Finley, Masys, and Breitenstein all predict that the new generation of tech-savvy patients, with a symbiotic mindset, will start demanding access to a variety of these decision-support tools as well.
Masys says, in the short term, large organizations that offer their data-driven information to patients via patient portals will likely have a leg up on those that don’t, but the federal push to adopt EHRs will close that gap, especially as providers meet meaningful use thresholds for stimulus funding. Already, he says, NIH-funded research is showing promise in the eMERGE Network run by Vanderbilt and five research partners.

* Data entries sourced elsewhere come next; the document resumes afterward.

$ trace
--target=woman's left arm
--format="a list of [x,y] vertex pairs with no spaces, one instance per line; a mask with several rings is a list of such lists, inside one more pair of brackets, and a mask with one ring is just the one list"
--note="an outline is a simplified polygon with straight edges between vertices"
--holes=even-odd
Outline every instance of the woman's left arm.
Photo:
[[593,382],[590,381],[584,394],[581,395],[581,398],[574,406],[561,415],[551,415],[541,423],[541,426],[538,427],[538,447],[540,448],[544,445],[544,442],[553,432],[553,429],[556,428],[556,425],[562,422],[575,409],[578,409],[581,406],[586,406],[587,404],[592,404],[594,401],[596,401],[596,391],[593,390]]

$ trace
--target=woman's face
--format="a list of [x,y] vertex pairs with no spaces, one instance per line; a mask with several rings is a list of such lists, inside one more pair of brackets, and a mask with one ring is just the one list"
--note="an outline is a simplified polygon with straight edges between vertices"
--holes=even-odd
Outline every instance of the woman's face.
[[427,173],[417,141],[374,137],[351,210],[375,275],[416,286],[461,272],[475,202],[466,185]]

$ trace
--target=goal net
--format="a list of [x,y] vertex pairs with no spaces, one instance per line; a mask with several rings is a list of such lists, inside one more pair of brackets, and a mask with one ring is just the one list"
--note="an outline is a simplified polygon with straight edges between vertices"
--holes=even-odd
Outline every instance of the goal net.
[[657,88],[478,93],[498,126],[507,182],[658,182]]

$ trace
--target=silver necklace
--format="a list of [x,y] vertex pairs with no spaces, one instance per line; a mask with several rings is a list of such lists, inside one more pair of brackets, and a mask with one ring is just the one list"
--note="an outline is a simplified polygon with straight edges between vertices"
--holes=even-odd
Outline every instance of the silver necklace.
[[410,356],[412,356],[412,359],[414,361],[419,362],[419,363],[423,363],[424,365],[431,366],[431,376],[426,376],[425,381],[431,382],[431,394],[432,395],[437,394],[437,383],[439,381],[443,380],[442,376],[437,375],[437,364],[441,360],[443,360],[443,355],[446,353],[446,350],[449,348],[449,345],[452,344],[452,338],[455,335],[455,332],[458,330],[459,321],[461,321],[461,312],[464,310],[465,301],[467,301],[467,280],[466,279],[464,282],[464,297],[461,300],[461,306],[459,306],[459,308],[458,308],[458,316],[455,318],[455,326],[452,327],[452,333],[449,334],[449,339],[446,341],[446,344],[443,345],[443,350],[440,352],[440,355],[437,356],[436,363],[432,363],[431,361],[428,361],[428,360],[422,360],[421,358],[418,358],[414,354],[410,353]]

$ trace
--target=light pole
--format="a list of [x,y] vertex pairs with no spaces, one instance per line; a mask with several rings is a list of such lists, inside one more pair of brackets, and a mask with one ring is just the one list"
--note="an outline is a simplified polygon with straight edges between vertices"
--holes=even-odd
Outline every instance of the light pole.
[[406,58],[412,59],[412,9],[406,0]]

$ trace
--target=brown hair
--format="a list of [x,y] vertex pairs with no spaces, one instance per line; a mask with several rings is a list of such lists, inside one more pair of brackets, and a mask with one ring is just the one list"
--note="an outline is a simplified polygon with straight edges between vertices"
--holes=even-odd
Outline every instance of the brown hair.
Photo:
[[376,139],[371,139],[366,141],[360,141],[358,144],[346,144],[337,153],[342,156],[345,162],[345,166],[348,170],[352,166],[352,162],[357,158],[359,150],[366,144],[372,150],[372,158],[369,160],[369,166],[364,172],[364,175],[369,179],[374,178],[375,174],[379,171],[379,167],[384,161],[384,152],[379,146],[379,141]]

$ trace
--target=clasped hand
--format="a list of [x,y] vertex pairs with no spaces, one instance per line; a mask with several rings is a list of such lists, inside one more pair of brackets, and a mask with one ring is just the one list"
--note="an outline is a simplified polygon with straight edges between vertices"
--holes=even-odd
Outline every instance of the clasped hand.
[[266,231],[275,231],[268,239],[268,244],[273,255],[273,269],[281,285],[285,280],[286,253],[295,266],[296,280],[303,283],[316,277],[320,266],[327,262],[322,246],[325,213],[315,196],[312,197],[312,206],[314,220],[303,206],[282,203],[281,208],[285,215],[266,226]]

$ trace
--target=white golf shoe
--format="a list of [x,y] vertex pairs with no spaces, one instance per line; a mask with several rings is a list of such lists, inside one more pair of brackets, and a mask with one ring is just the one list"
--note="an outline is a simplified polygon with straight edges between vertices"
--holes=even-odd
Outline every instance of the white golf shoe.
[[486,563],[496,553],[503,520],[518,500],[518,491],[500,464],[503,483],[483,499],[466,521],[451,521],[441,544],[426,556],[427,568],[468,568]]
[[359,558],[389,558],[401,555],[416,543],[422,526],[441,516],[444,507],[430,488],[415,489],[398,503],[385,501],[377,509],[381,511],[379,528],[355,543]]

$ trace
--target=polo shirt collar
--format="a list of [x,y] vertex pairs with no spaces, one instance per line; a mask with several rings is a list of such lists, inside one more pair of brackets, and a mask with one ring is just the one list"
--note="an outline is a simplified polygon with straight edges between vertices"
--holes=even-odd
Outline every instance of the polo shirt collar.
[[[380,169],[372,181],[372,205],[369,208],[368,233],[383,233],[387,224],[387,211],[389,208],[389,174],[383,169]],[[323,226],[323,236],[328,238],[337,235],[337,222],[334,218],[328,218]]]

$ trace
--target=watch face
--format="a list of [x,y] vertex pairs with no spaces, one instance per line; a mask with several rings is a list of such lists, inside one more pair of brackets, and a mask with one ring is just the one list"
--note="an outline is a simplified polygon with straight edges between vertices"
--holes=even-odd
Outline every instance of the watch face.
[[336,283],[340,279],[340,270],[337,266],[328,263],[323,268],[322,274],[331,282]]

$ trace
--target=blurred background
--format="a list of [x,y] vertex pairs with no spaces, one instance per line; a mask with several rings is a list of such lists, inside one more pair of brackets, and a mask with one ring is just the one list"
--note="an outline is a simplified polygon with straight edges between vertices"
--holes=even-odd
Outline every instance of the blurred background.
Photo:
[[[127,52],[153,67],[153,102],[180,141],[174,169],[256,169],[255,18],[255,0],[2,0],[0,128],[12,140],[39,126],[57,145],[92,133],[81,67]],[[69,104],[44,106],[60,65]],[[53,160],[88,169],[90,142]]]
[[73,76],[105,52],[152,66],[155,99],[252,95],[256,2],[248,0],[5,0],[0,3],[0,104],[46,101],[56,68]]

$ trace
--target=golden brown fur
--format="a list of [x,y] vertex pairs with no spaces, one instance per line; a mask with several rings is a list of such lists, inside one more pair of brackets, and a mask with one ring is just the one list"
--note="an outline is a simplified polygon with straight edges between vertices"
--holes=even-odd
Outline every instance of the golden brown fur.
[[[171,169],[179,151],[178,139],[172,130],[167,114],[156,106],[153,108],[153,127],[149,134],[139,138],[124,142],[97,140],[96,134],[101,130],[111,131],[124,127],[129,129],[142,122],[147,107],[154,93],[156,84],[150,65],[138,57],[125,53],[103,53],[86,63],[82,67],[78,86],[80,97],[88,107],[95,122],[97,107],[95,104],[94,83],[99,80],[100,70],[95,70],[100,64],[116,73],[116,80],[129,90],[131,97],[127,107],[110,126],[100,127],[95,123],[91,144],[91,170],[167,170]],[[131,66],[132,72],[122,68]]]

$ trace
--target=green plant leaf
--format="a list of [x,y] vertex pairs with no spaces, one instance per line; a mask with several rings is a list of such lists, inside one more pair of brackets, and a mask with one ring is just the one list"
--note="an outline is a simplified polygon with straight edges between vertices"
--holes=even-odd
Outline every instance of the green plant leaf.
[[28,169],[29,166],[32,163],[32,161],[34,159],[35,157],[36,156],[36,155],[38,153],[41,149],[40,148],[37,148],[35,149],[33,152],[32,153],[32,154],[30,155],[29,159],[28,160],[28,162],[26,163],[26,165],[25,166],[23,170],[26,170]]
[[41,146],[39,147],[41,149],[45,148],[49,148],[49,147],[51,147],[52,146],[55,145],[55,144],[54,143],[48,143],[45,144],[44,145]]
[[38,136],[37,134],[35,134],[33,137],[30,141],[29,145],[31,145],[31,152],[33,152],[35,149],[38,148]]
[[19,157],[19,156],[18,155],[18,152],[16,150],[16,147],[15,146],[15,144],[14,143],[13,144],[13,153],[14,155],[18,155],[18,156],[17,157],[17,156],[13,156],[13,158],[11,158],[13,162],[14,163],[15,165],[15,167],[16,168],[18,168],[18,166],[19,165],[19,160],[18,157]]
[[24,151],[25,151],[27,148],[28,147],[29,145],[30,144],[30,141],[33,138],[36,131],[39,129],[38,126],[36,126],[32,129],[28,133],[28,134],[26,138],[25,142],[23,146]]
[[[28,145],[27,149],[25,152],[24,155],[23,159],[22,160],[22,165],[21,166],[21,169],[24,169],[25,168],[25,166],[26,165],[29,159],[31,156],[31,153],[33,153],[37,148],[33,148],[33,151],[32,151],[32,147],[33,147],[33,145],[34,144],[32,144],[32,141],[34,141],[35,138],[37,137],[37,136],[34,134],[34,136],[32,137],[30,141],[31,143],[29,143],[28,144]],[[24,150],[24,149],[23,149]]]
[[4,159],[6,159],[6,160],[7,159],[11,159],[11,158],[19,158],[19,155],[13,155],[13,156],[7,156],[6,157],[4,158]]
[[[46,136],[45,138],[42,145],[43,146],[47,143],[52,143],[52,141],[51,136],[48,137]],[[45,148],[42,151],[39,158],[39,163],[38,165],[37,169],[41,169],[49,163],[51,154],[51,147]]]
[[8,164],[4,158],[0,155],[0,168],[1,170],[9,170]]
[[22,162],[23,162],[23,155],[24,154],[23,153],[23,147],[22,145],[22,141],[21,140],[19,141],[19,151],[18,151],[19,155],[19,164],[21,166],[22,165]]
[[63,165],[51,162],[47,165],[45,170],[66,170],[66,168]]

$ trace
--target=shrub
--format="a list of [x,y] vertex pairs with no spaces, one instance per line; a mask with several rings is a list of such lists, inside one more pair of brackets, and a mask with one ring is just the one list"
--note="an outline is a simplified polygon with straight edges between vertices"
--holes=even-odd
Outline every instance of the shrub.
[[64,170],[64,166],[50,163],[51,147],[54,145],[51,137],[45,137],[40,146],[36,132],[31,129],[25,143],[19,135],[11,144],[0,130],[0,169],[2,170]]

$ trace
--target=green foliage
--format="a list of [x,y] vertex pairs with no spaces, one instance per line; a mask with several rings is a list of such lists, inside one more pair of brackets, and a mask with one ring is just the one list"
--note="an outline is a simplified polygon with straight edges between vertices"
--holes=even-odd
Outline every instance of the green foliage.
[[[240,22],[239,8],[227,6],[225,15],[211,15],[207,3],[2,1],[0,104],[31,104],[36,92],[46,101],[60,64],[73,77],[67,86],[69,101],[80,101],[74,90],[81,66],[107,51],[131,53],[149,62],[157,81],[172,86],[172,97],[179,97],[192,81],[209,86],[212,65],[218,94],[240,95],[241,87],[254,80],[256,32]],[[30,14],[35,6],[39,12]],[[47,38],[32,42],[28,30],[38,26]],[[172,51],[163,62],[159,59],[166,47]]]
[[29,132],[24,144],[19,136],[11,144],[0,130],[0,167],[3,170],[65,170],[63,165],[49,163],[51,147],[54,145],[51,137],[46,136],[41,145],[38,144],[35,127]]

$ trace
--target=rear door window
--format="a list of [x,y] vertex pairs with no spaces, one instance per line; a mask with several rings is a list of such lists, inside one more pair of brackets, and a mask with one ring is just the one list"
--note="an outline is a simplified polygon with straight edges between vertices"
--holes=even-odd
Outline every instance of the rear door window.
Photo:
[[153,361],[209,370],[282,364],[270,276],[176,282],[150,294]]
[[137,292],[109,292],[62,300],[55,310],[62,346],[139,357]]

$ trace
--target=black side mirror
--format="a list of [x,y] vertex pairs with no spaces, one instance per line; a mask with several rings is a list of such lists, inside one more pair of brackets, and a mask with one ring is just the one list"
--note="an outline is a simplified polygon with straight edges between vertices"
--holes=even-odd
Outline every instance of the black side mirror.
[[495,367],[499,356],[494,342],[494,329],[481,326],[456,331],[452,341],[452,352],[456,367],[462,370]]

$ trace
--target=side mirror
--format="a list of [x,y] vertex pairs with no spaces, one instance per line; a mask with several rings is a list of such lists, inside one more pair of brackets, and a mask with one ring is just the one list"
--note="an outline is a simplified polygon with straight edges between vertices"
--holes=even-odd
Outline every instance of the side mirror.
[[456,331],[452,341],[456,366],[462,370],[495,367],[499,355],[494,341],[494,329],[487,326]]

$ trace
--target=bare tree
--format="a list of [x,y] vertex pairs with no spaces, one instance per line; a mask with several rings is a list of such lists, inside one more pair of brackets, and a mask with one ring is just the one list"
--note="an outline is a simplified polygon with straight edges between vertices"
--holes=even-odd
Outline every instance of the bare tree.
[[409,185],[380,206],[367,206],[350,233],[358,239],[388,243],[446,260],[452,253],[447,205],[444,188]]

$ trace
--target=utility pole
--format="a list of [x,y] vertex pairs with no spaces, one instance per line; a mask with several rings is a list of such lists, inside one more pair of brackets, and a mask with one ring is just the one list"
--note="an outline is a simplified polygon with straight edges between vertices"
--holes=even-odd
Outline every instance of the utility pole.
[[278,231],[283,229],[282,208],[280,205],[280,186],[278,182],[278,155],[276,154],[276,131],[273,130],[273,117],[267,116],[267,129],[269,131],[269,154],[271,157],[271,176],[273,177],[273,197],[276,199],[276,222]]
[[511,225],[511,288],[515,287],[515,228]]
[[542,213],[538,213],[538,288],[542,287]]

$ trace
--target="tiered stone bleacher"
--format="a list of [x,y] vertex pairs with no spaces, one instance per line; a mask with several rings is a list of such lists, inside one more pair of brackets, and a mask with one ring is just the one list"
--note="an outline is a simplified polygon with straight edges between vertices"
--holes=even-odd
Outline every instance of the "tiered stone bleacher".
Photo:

“Those five institutions have found that even though they have wildly different designs for their EMRs, they’ve been able to reuse each other’s phenotype definitions with very little adaptation,” he says. “The focus isn’t really rigidly on the data model as long as there’s an ability to do data mining from both structured and unstructured sources. So that’s a very promising harbinger of interoperability.”
Ultimately, the holy grail of clinical data mining may not involve putting everything on a single presentation layer for providers and patients but rather deploying technologies that are analogous to a football playbook and game film, with the doctor serving as the coach and the patient as the fully involved athlete. The patient’s own longitudinal data and population-based data on similar patients could be offered as predictive possibilities, while a real-time dashboard such as Humedica’s would serve as a safeguard that the game plan was being carried out.
“If we could produce a consumer-friendly digest of your data relative to risk and could infer predictively against your record, that is much more useful information than being simply an aggregator of your data to shuttle back and forth,” Breitenstein says. “Helping people at the patient level in predictive analytics will be a real breakthrough because then the patient can be the real watchdog for themselves or their loved one.”
Such a product, she says, is not science fiction.
“Our MinedStream product is about going to the patient level and saying to the provider, ‘You have 17 patients walking in the door who are at risk for a bad outcome. These are the 15 things you should do, and you are off track on five of them.’
“I envision a day in the not terribly distant future where we provide a consumer version of that. The best advocate for the patient is the patient’s family,” Breitenstein adds. “They are the best insurance policy against somebody walking in without washing their hands or hanging seven bags of fluid and not monitoring output.”
— Greg Goth is a freelance journalist from Oakville, Conn., specializing in technology and healthcare policy issues.